7. L'augmentation des crédits destinés à l'éloignement des migrants en situation irrégulière demeure dérisoire et ne devrait pas permettre d'amélioration de la politique de lutte contre l'immigration illégale. Les crédits proposés pour 2022 atteignent 34,7 millions d'euros en CP et en AE, soit une augmentation de 5,2 % par rapport aux crédits prévus pour 2021. Cette évolution est en contradiction majeure avec l'objectif affiché par le président de la République de rendre effectives les mesures d'éloignement prononcées à l'encontre des étrangers en situation irrégulière. Ces crédits seront très insuffisants pour inverser la baisse constante, depuis plusieurs années, du taux d'exécution des obligations de quitter le territoire français (OQTF). Après avoir atteint 22 % en 2012, ce taux a connu une forte baisse, ne dépassant plus les 15 % depuis 2016, et atteignant moins de 13 % en 2018 comme en 2019. Son niveau atteint des planchers historiquement bas depuis le début de la crise sanitaire (5,6 % sur les 6 premiers mois de 2021), portant une atteinte grave à la crédibilité du discours du gouvernement en la matière.

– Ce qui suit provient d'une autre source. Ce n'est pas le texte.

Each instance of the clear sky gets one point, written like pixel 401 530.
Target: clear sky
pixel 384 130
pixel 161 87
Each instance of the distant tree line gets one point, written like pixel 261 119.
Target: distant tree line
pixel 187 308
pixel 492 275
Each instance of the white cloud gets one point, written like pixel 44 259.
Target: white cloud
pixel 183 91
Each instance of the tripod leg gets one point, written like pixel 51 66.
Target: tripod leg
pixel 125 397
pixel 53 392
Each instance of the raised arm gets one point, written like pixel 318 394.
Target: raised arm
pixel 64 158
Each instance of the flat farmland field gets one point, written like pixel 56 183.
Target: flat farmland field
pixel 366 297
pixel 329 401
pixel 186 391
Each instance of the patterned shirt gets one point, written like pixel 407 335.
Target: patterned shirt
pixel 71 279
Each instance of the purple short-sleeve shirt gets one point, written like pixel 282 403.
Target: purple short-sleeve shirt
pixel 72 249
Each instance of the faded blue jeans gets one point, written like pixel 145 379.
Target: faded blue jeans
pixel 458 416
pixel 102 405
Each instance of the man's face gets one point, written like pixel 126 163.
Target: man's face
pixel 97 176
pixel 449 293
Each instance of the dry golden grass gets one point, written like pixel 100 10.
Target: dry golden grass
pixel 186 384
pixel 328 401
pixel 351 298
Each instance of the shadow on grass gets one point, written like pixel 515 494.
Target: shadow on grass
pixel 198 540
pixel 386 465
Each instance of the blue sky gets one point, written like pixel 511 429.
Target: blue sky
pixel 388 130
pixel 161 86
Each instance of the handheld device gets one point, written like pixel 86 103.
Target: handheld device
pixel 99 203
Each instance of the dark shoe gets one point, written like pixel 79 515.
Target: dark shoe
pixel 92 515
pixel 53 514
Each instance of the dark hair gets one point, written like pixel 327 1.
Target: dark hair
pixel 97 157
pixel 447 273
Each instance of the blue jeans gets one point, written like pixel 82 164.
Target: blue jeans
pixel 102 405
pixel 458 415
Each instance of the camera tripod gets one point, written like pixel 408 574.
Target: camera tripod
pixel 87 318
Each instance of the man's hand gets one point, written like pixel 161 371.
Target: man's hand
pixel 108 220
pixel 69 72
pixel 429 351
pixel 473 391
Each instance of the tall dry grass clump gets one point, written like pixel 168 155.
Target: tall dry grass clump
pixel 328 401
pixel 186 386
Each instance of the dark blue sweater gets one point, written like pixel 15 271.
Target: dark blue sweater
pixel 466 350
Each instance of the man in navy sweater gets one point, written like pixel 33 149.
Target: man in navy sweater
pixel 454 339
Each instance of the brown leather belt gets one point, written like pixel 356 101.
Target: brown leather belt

Réunie le mardi 19 octobre 2021, sous la présidence de M. Claude Raynal, président, la commission des finances a décidé de proposer au Sénat de ne pas adopter les crédits de la mission. Elle a confirmé son vote lors de sa réunion du jeudi 18 novembre 2021.
L'article 49 de la loi organique relative aux lois de finances (LOLF) fixe au 10 octobre la date limite pour le retour des réponses aux questionnaires budgétaires.
À cette date, 15 % des réponses étaient parvenues au rapporteur spécial en ce qui concerne la mission « Immigration, asile et intégration ».